0.030927835051546393

## Plot Insights
- `108 Married` people ordered food online.
- `268` of the people who ordered food were single.
- `69%` of the orders are placed by Single people.
- Ratio of Single to Married is `5:2`.
- Approximately `3%` of people do not wish to disclose thier Marital status.

### d. Occupation distribution

In [16]:

occupation_chart = alt.Chart(df).mark_bar().encode(
    alt.X('Occupation:N',axis = alt.Axis(labelAngle = 0)),
    alt.Y('count():Q',title='Number of orders'),
    tooltip=['count():Q']
).properties(
    title='Occupation Distribution',
    width = 500,
    height = 400
)

In [17]:
occupation_chart

## Plot Insights
- Most orderes are placed by `Students` followed by `Employees` followed by `Self Employeed` and then `Housewives`.
- `53.35%` of the orders are placed by students which is majority.
- Employees also order a good `30.41%` of the times.

### e. Monthly income distribution

In [18]:

income_chart = alt.Chart(df).mark_bar().encode(
    alt.X('Monthly_income:N',axis = alt.Axis(labelAngle = 0),
          sort=['No Income','Below Rs.10000','10001 to 25000','25001 to 50000','More than 50000']),
    alt.Y('count():Q',title='Number of orders'),
    tooltip=['Monthly_income','count():Q']
).properties(
    title='Monthly Income Distribution',
     width = 500,
    height = 400
    
)

In [19]:
income_chart

In [20]:
188/388

0.4845360824742268

## Plot Insights
- People with `No income` make most online orders, contributing to `48.45%`.
- The second most orders placed are by people who earn between `Rs.25-50K` a month, closely followed by people who make more than `50K`.

### f.
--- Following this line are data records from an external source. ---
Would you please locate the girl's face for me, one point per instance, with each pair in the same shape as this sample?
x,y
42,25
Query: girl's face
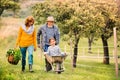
x,y
50,23
52,42
31,22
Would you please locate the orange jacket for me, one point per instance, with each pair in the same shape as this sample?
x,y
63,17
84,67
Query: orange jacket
x,y
24,39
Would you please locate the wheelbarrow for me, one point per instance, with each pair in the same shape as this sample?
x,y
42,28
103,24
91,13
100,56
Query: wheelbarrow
x,y
56,63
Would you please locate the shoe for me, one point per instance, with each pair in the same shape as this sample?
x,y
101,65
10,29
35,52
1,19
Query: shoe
x,y
30,68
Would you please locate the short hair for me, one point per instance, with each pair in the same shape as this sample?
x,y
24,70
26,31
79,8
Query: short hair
x,y
51,39
29,19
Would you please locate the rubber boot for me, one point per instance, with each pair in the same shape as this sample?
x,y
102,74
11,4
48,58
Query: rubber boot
x,y
30,68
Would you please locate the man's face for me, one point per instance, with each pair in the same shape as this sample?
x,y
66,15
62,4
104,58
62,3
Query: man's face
x,y
50,23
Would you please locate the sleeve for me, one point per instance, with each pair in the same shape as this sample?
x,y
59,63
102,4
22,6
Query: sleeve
x,y
19,36
38,35
34,41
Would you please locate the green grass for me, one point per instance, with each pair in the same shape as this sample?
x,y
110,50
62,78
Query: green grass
x,y
87,68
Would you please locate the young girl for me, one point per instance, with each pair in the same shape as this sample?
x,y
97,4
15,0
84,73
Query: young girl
x,y
26,40
54,50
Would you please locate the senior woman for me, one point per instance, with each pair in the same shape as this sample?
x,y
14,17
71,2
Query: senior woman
x,y
26,41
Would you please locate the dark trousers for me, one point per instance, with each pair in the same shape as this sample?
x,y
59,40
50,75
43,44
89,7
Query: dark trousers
x,y
48,65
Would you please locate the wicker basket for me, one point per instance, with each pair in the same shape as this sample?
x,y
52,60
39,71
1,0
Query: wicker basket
x,y
11,60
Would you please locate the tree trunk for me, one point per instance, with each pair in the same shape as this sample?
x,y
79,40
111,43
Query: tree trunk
x,y
75,52
106,50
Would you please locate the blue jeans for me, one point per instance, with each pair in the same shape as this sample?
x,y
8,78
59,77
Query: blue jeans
x,y
30,50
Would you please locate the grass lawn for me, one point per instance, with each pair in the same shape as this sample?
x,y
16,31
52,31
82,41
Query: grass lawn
x,y
88,68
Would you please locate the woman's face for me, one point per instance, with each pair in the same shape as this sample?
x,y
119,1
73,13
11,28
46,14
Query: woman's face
x,y
30,23
52,42
50,23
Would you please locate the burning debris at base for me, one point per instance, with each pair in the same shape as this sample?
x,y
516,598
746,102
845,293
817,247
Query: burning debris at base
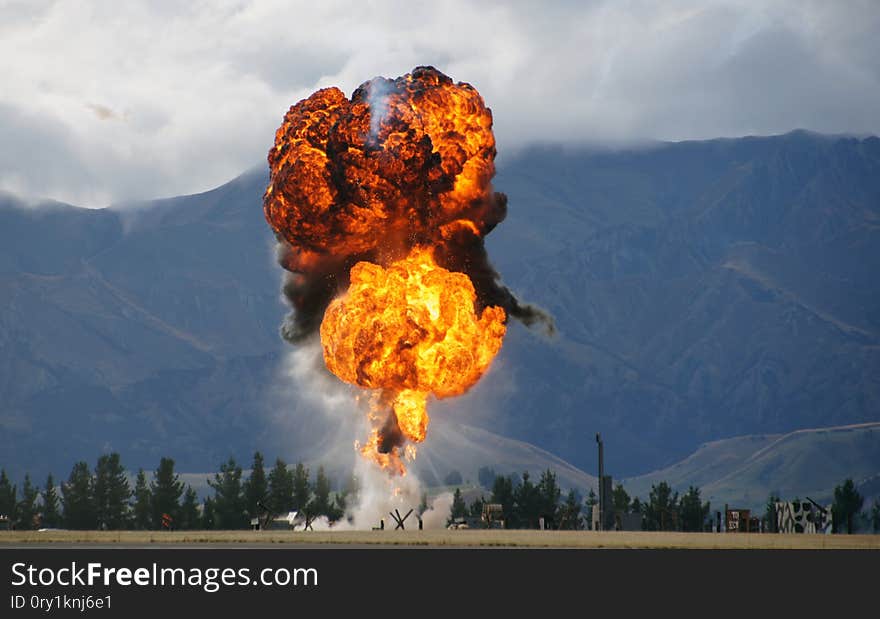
x,y
380,205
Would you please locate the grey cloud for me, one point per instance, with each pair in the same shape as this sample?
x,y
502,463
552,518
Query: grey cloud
x,y
202,91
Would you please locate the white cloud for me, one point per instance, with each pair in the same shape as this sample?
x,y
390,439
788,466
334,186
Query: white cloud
x,y
107,101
Educational qualifications distribution

In [21]:

edu_chart = alt.Chart(df).mark_bar().encode(
    alt.X('Education:N',axis = alt.Axis(labelAngle = 0)),
    alt.Y('count():Q',title='Number of orders'),
    tooltip=['Education','count():Q']
).properties(
    title='Educational Qualifications Distribution',
    width = 500,
    height = 400
    
)

In [22]:
edu_chart

In [23]:
(177+174)/388

0.904639175257732

## Plot Insights
- Most people who order food online have either a `Graduate or a Post Graduate` degree.
- Approx `6%` of people who order food online have Ph.D
- `90%` of orders placed are by people with Graduate or Post Graduate.
- Only 2/388 are uneducated

### g. Family size distribution

In [24]:

family_chart = alt.Chart(df).mark_bar().encode(
    alt.X('Family_size:N',axis = alt.Axis(labelAngle = 0)),
    alt.Y('count():Q',title='Number of orders'),
    tooltip=['Family_size','count():Q']
).properties(
    title='Family Size Distribution',
    width = 500,
    height = 400
    
)

In [25]:
family_chart

## Plot Insights
- Families with 2 to 3 members tend to order food online the most.
- Families with only one member or six members order food online less often.
- Family size of 2 and 3 combined contributes to `56.18%` of orders.
- Family size of 4 and 5 combined makes about `30%` of the online food order.
- Single and family size of 6 makes `6% and 7.5%` respectively.